Samuel Stranks is Professor of Optoelectronics and Royal Society University Research Fellow in the Department of Chemical Engineering & Biotechnology, University of Cambridge.

His group focuses on the optical and electronic properties of emerging semiconductors including halide perovskites, carbon allotropes and organic semiconductors for low-cost electronics applications such as photovoltaics and lighting. Samuel Stranks completed his PhD as a Rhodes Scholar at Oxford University, receiving the 2012 Institute of Physics Roy Thesis Prize.

From 2012-2014, he was a Junior Research Fellow at Oxford University and Worcester College, Oxford, before holding a Marie Curie Fellowship at the Massachusetts Institute of Technology (2014-2016) and starting his group in Cambridge in 2017.

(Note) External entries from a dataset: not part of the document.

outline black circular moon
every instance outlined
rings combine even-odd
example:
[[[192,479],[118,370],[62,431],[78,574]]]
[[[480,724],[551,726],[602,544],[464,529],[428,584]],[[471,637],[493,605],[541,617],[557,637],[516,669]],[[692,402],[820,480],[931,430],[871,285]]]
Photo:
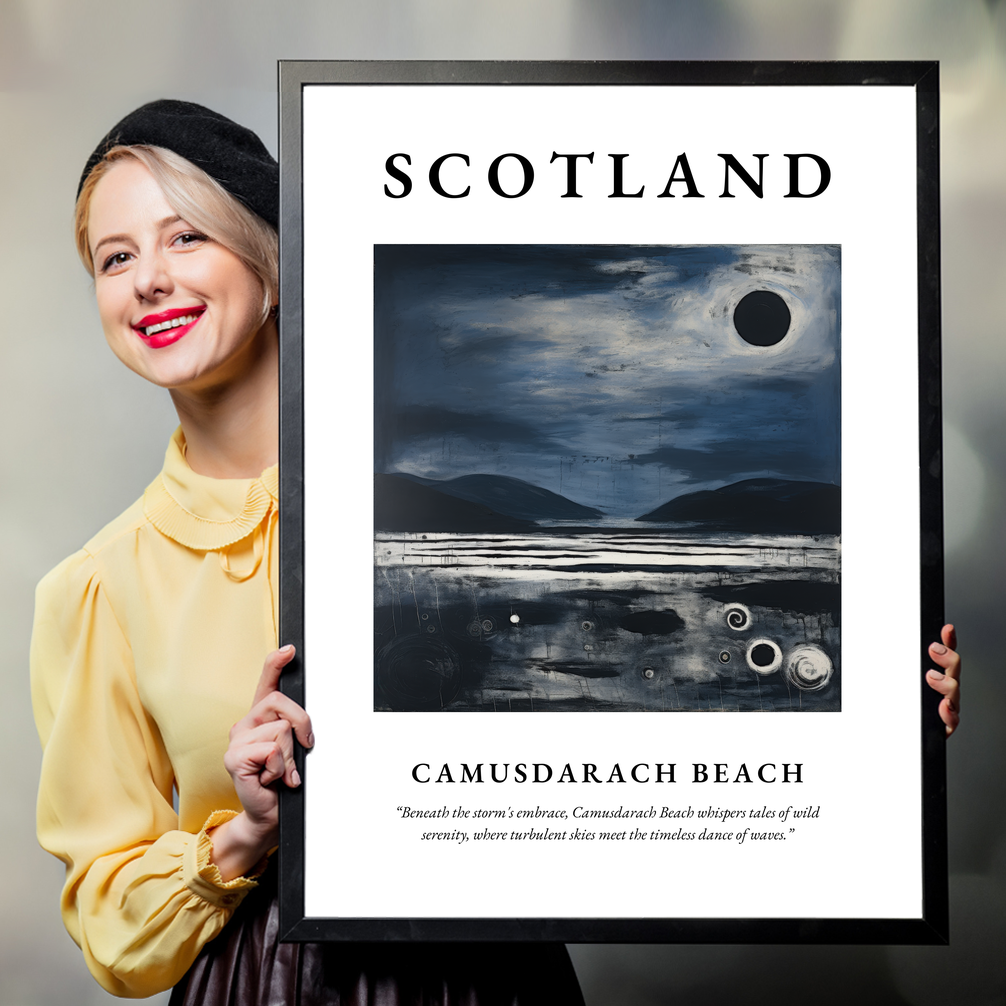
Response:
[[[779,294],[753,290],[733,309],[733,327],[752,346],[775,346],[790,331],[790,309]]]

Samuel Stranks received the 2016 IUPAP Young Scientist in Semiconductor Physics Prize, the 2017 Early Career Prize from the European Physical Society, the 2018 Henry Moseley Award and Medal from the Institute of Physics the 2019 Marlow Award from the Royal Society of Chemistry, the 2021 IEEE Stuart Wenham Award, the 2021 Leverhulme Prize in Physics, and the 2021 EES Lectureship.

He is a TED Fellow and was listed by the MIT Technology Review as one of the 35 under 35 innovators in Europe. Samuel Stranks is a co-founder of Swift Solar, a startup developing lightweight perovskite PV panels, and Sustain/Ed, a not-for-profit developing education for school-age children around climate change solutions.

He is also an Associate Editor at the AAAS journal Science Advances.